Patel, advised by Devesh Tiwari at Northeastern University, is designing cross-layer system software for extracting meaningful output from erroneous executions on quantum computers. In particular, he first led the effort to benchmark and characterize the performance of different quantum algorithms on IBM quantum computers. Patel leveraged insights gained from this measurement-based experimental effort to inform the design of his novel tools and methods, including VERITAS, QRAFT, UREQA, and DisQ.

For example, his technique VERITAS demonstrates how carefully-designed statistical methods can mitigate errors post-program execution and help programmers deduce the correct program output effectively. Patel’s other solution, QRAFT, leverages the reversibility property of quantum operations to deduce the correct program output, even when the program is executed on qubits with relatively high error rates. Both approaches relieve programmers and compilers from the burden of selecting the qubits with the least error rate, a significant departure from existing approaches in this area. Patel’s work lowers the barrier to entry into quantum computing for HPC programmers by open-sourcing multiple novel datasets and system software frameworks.
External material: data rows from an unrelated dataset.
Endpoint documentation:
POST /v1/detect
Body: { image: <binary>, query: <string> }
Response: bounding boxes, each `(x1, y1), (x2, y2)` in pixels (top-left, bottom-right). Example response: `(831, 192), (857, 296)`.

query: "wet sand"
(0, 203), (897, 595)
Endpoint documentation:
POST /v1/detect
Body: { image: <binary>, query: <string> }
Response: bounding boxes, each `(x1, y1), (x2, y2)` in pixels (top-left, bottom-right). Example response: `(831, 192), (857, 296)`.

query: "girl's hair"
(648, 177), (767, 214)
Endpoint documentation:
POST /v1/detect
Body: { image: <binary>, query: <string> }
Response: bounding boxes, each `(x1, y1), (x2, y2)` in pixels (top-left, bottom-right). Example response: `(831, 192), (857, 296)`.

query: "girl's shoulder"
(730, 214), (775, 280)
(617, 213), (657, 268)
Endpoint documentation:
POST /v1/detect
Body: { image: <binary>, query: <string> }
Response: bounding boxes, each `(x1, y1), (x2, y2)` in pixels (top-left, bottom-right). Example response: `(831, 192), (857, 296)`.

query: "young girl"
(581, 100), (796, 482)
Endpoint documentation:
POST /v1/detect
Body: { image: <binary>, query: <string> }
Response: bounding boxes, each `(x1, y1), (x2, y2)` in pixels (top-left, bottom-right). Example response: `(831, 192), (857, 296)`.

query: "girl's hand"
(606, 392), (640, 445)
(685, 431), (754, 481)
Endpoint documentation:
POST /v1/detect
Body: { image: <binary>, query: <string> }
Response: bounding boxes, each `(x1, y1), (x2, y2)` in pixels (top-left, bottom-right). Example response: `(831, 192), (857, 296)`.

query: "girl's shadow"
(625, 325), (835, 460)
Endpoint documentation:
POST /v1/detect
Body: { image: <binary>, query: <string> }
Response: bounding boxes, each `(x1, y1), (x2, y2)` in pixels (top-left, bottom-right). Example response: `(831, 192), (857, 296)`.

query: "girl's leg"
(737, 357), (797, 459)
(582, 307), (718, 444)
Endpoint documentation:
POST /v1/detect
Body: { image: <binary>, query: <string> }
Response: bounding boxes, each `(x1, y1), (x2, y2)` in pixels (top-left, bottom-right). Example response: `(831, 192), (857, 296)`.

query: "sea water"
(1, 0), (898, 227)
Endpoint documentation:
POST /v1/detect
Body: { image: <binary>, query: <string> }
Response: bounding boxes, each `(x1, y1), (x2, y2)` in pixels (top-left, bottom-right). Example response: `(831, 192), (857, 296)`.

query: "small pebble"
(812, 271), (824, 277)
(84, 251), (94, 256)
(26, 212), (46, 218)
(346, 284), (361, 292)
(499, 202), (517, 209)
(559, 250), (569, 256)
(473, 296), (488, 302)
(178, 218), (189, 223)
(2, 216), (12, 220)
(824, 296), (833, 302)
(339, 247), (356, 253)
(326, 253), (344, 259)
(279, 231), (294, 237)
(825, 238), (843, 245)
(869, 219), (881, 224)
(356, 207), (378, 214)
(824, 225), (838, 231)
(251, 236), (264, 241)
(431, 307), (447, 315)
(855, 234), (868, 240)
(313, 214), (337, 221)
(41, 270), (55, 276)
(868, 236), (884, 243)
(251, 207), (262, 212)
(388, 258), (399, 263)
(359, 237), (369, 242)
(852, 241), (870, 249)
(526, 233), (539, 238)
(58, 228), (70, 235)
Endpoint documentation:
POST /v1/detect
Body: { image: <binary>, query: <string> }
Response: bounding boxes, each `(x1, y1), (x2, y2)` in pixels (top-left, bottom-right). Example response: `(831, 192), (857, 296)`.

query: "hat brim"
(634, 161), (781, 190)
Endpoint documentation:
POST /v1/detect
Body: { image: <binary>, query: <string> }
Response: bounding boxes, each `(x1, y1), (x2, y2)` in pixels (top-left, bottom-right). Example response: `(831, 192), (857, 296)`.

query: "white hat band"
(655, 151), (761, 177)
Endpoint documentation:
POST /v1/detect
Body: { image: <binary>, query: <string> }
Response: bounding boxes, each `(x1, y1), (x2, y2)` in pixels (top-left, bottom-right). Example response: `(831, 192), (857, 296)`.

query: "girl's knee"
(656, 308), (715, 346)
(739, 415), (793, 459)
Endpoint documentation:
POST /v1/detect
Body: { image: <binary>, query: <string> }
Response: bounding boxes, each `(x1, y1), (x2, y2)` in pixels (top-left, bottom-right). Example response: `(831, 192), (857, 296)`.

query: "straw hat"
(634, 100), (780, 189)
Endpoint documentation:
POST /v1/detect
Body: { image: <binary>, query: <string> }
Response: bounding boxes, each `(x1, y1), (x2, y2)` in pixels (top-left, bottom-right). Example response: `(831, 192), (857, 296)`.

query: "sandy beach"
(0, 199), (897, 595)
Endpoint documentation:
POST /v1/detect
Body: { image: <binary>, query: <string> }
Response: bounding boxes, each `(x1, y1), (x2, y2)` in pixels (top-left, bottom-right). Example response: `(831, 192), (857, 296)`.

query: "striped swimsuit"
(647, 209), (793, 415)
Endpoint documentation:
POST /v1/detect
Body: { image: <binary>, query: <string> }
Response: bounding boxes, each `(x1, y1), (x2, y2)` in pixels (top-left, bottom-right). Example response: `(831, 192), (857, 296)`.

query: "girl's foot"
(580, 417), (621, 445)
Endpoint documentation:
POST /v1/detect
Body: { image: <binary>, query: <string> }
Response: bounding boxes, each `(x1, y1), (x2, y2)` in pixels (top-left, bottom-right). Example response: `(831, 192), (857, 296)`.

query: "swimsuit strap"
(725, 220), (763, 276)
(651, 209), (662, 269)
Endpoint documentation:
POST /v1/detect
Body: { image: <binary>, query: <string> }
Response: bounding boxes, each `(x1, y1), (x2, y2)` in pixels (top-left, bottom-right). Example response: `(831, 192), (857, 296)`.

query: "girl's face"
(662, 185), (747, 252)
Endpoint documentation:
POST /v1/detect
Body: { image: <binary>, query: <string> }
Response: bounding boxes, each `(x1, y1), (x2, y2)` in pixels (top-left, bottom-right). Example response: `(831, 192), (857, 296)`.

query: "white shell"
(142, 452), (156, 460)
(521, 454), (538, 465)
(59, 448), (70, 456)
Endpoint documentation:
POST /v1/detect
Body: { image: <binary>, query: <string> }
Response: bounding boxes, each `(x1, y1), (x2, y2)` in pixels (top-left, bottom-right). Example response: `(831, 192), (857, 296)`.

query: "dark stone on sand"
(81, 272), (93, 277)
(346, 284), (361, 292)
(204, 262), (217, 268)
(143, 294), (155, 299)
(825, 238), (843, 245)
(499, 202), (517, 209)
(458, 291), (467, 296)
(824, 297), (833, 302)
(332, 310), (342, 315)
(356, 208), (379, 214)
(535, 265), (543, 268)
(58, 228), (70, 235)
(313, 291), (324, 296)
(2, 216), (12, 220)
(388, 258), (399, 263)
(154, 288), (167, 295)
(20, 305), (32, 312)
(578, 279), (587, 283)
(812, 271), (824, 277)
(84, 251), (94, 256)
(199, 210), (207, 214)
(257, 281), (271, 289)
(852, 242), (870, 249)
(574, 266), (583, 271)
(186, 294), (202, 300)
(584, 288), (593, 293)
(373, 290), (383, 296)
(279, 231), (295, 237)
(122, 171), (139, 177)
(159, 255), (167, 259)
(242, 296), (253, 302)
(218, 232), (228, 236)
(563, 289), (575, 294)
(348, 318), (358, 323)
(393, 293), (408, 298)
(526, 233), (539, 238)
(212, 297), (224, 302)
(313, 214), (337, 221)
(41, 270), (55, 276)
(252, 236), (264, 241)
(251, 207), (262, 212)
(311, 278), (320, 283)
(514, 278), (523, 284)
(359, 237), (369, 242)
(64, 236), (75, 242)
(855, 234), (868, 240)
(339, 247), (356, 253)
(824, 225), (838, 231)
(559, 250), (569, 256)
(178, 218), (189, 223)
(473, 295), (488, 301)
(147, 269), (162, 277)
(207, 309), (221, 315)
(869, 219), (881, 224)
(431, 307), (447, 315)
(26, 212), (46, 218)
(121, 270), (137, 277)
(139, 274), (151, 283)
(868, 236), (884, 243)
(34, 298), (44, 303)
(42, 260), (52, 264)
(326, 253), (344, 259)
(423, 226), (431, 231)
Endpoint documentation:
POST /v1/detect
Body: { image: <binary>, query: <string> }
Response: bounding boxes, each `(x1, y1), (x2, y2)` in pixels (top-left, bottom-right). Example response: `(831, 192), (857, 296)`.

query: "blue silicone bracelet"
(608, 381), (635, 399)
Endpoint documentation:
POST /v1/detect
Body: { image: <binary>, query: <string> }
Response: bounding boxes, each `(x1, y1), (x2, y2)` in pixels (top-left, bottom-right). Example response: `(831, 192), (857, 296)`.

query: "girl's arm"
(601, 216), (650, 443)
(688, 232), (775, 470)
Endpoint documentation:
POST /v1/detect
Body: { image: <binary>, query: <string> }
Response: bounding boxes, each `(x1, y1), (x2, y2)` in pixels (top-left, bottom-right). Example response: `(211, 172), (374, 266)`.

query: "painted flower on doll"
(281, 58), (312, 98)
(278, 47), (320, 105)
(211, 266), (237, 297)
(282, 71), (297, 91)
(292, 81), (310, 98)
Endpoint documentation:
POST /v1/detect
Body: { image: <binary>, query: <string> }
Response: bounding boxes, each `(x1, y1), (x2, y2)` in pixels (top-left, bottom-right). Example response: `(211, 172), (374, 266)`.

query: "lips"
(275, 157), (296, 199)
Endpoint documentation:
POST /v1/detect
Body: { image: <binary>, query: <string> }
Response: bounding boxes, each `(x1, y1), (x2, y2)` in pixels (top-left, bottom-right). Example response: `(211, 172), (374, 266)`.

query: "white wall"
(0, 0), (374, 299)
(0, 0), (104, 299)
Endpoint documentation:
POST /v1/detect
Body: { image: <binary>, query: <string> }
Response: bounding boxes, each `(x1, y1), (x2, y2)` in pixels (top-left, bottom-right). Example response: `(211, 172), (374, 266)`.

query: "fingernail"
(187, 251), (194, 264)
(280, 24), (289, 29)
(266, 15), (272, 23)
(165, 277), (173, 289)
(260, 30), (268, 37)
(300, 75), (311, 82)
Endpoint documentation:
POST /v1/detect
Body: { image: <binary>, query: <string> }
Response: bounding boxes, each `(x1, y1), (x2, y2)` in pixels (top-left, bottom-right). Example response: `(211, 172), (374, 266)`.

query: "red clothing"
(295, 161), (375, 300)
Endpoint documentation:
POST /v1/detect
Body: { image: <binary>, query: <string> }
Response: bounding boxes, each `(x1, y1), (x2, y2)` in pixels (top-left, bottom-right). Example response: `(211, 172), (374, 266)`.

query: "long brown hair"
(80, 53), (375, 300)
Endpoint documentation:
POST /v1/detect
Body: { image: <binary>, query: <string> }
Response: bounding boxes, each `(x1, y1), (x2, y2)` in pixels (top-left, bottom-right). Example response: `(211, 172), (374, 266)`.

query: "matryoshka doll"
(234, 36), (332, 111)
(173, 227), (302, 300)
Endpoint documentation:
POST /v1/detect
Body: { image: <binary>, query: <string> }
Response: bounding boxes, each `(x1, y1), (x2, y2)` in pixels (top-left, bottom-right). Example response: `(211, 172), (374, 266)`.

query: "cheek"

About the ACM IEEE CS George Michael Memorial Fellowship

The ACM-IEEE CS George Michael Memorial HPC Fellowship is endowed in memory of George Michael, one of the founders of the SC Conference series. The fellowship honors exceptional PhD students throughout the world whose research focus is on high performance computing applications, networking, storage, or large-scale data analytics using the most powerful computers that are currently available. The Fellowship includes a $5,000 honorarium and travel expenses to attend the SC conference, where the Fellowships are formally presented.

 About ACM

ACM, the Association for Computing Machinery, is the world’s largest educational and scientific computing society, uniting computing educators, researchers and professionals to inspire dialogue, share resources and address the field’s challenges. ACM strengthens the computing profession’s collective voice through strong leadership, promotion of the highest standards, and recognition of technical excellence. ACM supports the professional growth of its members by providing opportunities for life-long learning, career development, and professional networking.

About SC

SC, the International Conference for High Performance Computing, sponsored by ACM and IEEE-CS offers a complete technical education program and exhibition to showcase the many ways high performance computing, networking, storage and analysis lead to advances in scientific discovery, research, education and commerce. This premier international conference includes a globally attended technical program, workshops, tutorials, a world class exhibit area, demonstrations, and opportunities for hands-on learning.